Students tend to bring to Harvard the clubs and hobbies that
they had in high school or that their high school friends are enjoying at
universities near home. I have joked, but it may well be true, that
fraternities and sororities grew in popularity among Harvard students around
the same time that we began seeing a baton twirler at halftime of Harvard
football games. These were not part of old Harvard because old Harvard was not
representative of America. The reason these allegedly exclusive organizations
exist is because Harvard is more inclusive than it has ever been. I don’t love
the baton twirling or the sororities either, but that doesn’t matter. Harvard
is large, and contains multitudes.
So when President Faust said in her
video
about the final clubs, “The whole situation could be resolved in a minute if
these clubs admitted women,” I wonder which “situation” she was referring to.
Not the problem of sexual assault. Not the problem, whatever it is, of off-campus
sororities and fraternities. Not the problem of “privilege” or “exclusivity.” Only
the problem, perhaps, of widespread unhappiness with the policy itself.
oOo
President Faust had an op-ed in the Crimson on September 21,
Claiming
Full Citizenship. It’s a good account of the history, and I’m glad she
points the finger at Radcliffe College as an institution which in its latter
days did more to hold back than to advance the equality of women
undergraduates. However, the article transitions in an abrupt and puzzling way
to justifying the new policy on single-gender social organizations. Just when
did the Kappa Kappa Gamma, or the Porcellian Club for that matter, become one
of the “opportunities central to Harvard undergraduate life,” and thereby fall
under Harvard control?
Much less under presidential control. The op-ed has three “I
want”s in the last two paragraphs. These seem to be intended to justify the “We
created a policy” that is used in the
Atlantic video. This is constitutionally
simply wrong—the Statutes are clear that the College is in the “immediate
charge of the Faculty of Arts and Sciences,” not of the President. That is why
the Faculty annually votes all the rules and regulations for the College, and specifically
approves any changes.
But quite aside from the statutory questions are the deeper
questions about the role of the institution in the private lives of its
students. There may be many things that the president, or indeed the Faculty, “wants”

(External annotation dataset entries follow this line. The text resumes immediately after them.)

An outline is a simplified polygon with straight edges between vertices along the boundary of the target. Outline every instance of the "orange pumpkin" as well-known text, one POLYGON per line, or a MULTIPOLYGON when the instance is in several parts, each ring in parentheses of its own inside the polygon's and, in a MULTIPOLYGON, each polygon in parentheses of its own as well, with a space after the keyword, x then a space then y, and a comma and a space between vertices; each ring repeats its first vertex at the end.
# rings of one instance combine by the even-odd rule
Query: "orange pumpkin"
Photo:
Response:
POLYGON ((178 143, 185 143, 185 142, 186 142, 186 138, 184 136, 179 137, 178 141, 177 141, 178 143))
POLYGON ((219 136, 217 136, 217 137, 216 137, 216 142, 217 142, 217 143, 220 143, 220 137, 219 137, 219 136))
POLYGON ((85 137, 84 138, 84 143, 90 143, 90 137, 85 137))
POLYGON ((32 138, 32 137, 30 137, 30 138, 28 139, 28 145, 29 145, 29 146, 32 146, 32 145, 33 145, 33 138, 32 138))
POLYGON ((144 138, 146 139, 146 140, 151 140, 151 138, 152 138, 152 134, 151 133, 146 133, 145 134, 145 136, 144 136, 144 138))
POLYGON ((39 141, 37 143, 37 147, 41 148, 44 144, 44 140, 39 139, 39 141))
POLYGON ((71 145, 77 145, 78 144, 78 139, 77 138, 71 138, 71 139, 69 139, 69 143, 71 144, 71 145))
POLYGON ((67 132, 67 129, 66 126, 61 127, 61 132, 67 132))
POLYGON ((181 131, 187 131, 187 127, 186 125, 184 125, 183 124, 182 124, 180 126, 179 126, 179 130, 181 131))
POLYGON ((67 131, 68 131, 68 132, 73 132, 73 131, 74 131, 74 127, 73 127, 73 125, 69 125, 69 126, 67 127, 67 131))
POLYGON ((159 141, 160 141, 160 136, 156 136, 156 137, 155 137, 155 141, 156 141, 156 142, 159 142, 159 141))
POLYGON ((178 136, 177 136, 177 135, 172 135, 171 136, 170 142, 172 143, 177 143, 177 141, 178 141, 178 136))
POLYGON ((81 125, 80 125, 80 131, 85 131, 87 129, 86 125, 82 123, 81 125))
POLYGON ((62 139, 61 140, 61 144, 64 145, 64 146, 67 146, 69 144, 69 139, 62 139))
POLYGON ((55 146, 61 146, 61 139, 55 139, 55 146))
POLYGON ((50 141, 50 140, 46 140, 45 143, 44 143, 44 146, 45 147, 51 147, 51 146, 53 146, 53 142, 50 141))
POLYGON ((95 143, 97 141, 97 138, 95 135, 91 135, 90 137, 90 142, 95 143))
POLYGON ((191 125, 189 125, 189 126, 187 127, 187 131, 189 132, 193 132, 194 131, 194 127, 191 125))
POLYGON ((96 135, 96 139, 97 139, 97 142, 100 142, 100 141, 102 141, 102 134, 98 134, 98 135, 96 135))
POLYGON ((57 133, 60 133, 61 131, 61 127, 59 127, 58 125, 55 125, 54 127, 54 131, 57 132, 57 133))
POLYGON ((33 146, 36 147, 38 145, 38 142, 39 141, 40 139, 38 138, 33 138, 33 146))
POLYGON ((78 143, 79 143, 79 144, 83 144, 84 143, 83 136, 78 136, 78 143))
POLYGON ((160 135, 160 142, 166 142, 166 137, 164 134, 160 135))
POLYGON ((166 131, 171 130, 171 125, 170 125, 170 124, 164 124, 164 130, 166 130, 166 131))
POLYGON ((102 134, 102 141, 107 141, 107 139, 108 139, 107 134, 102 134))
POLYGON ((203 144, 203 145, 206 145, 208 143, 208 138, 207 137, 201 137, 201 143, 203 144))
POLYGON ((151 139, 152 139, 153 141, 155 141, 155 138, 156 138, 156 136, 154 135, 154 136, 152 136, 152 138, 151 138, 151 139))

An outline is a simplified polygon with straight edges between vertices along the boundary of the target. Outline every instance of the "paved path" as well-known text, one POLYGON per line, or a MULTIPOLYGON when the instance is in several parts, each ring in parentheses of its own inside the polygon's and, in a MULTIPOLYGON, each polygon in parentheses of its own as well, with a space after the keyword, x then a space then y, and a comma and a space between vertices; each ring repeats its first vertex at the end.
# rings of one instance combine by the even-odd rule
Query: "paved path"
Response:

of Harvard students. We have historically exercised humility in deciding which
of those institutional “wants” were appropriate to demand. How did it come to
pass that what the president wants can become the law of the land for students
who wish to be first-class Harvard citizens?
In particular, I wonder: If, as the president states, the
correct response to Harvard students joining single-gender social organizations
is to make them second-class Harvard citizens, was the Verba committee wrong?

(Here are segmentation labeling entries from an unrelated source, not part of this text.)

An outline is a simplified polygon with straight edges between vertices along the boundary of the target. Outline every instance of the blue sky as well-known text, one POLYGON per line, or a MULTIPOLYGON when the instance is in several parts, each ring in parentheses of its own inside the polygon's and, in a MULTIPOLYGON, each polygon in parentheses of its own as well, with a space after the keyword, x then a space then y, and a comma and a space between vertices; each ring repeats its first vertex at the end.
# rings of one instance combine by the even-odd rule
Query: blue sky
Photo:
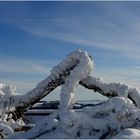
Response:
MULTIPOLYGON (((93 57, 93 75, 139 88, 140 2, 0 1, 0 82, 16 85, 18 93, 78 48, 93 57)), ((81 87, 77 96, 101 98, 81 87)))

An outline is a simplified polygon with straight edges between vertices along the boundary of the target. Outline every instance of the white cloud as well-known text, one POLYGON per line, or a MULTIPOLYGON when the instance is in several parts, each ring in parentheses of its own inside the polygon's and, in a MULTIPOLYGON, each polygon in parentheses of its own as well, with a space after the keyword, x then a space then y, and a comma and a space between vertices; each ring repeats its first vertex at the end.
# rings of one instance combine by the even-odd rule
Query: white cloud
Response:
POLYGON ((0 72, 9 73, 49 74, 50 66, 56 63, 56 61, 30 60, 6 56, 0 59, 0 72))

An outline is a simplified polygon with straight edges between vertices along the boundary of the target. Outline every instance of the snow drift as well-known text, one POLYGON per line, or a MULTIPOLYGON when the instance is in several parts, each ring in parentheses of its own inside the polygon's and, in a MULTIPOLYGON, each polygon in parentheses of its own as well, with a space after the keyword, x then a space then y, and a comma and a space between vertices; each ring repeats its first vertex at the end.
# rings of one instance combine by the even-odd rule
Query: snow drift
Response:
POLYGON ((70 53, 64 61, 52 69, 48 78, 23 96, 13 94, 15 87, 0 84, 0 111, 3 114, 0 121, 1 137, 140 138, 139 90, 125 84, 106 83, 100 78, 92 77, 93 68, 94 62, 89 54, 79 50, 70 53), (109 99, 76 112, 73 105, 79 84, 109 99), (28 131, 20 129, 26 124, 19 117, 13 119, 10 112, 24 112, 59 85, 62 85, 59 109, 28 131), (16 128, 22 131, 16 132, 16 128))

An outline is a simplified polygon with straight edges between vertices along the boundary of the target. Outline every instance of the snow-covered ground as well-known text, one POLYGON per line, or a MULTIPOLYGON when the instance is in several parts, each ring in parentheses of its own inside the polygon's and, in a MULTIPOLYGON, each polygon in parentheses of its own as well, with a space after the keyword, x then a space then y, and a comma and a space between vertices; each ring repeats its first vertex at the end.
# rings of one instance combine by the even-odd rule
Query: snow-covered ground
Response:
POLYGON ((93 78, 91 76, 93 69, 94 63, 89 54, 79 50, 70 53, 62 63, 52 69, 49 78, 41 81, 37 84, 35 90, 28 92, 25 96, 15 96, 13 94, 15 87, 0 84, 1 138, 139 139, 139 90, 120 83, 107 84, 100 78, 93 78), (32 102, 34 97, 39 97, 42 92, 45 92, 49 81, 52 78, 53 80, 56 77, 59 78, 66 68, 70 69, 70 73, 63 78, 65 82, 61 88, 58 109, 44 118, 38 118, 39 121, 32 125, 32 128, 28 131, 15 131, 15 129, 26 124, 22 120, 13 120, 9 116, 9 112, 15 110, 17 104, 23 105, 26 103, 25 99, 29 103, 32 102), (96 87, 97 91, 109 97, 108 100, 75 111, 73 109, 75 93, 80 81, 88 88, 96 87))

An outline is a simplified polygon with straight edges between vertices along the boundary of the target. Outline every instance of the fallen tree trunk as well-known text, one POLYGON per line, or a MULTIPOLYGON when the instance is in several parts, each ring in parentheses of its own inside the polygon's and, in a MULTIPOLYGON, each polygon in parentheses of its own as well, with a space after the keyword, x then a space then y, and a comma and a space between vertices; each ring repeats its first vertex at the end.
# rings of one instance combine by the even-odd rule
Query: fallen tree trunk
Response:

At the time when President Faust, with great dignity, upheld the FAS policy against
discriminatory organizations and barred ROTC from Harvard, should Harvard have
imposed on ROTC students some loss of privilege in the interest of greater
inclusivity? Does the president think that what the Verba committee considered
too patronizing on Harvard’s part is today no longer patronizing at all? Or is it
now OK for Harvard to be patronize—some might say infantilize—its students, by limiting
their freedom to choose which off-campus activities they may honorably join?